Executive Summary
- In a presidential election system that is unpredictable and, in many ways, fraught with problems, there is one enduring feature that provides stability and unites the various states into a single nation: the Electoral College.
- Under the Electoral College system, an American presidential election is the aggregate of 51 democratic elections held in the 50 states and the District of Columbia.
- This system ensures that no candidate can be elected president without broad national appeal, as opposed to just deep regional support.
- Unfortunately, it has become trendy to attack the Electoral College as “anti-democratic” and to call for its replacement with one massive national election.
- So far, all attempts to amend the Constitution to provide for the direct election of the president and vice president by nationwide popular vote have failed.
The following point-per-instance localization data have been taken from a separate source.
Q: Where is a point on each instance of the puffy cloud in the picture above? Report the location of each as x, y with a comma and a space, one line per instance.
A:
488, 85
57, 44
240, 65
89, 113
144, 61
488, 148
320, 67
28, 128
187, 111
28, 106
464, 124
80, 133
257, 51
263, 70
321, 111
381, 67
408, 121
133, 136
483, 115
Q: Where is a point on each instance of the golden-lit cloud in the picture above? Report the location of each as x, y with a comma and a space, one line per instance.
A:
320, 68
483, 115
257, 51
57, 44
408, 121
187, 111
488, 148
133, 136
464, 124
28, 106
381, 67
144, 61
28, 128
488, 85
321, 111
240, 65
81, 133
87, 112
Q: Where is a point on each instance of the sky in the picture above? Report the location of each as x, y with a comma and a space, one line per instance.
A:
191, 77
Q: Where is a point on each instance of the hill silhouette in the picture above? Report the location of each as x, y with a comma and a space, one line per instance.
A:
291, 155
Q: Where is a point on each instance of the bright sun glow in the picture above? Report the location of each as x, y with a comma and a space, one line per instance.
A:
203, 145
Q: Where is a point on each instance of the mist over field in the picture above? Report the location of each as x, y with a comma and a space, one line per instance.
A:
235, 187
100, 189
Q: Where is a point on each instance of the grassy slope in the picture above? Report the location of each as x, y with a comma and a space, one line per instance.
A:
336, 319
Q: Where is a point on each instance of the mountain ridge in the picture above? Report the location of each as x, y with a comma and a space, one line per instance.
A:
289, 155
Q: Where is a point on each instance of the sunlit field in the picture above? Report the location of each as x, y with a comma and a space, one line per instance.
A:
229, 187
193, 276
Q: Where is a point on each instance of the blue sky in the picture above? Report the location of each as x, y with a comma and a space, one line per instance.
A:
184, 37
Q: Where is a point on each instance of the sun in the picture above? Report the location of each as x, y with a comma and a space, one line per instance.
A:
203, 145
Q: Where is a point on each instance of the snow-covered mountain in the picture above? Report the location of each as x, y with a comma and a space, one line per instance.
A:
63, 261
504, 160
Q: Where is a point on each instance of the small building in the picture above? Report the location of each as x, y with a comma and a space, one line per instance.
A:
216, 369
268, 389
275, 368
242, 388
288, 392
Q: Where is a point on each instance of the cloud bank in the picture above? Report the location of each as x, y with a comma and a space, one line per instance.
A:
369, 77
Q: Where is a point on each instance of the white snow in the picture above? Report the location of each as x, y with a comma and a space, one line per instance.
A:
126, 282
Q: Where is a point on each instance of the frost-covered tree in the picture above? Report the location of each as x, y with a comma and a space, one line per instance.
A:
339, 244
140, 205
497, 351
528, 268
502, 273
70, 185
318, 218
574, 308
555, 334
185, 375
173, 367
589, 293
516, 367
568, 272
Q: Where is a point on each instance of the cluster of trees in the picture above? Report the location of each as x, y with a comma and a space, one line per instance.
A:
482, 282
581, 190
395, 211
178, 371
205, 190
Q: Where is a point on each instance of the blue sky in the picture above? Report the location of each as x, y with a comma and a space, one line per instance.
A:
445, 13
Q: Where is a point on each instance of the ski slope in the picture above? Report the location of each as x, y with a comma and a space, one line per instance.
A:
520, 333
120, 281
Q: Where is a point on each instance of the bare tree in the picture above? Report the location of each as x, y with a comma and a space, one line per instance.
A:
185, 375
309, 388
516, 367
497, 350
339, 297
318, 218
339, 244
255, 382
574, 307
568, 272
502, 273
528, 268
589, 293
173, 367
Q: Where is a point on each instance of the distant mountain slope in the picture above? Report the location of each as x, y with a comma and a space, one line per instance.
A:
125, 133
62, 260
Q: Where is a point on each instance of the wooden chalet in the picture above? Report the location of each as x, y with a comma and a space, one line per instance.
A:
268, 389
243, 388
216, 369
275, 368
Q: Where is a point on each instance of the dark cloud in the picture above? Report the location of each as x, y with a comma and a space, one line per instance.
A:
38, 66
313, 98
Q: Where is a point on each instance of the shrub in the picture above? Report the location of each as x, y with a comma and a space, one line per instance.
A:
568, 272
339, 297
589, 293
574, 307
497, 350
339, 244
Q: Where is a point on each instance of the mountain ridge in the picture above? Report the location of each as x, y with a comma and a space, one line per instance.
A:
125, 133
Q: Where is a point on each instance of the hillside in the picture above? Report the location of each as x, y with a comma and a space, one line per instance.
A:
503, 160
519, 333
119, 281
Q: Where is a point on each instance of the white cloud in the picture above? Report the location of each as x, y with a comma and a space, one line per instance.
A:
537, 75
- Because amending the Constitution has proved challenging, opponents of the Electoral College are seeking an end-run around the Constitution through interstate compact. States that sign onto the compact agree to give all of their electoral votes to the candidate who receives the most votes nationwide—even if a majority of voters in that state voted for someone else!
- Although a nationwide popular vote has some surface appeal, it is not the best method of electing the leader of a country as large and diverse as ours.
- A single, nationwide popular vote would undermine national cohesion, render the minority irrelevant in presidential politics, raise questions as to the legitimacy of the winner in closely contested elections, and upset the delicate system of checks and balances that protects us from the tyranny of the majority.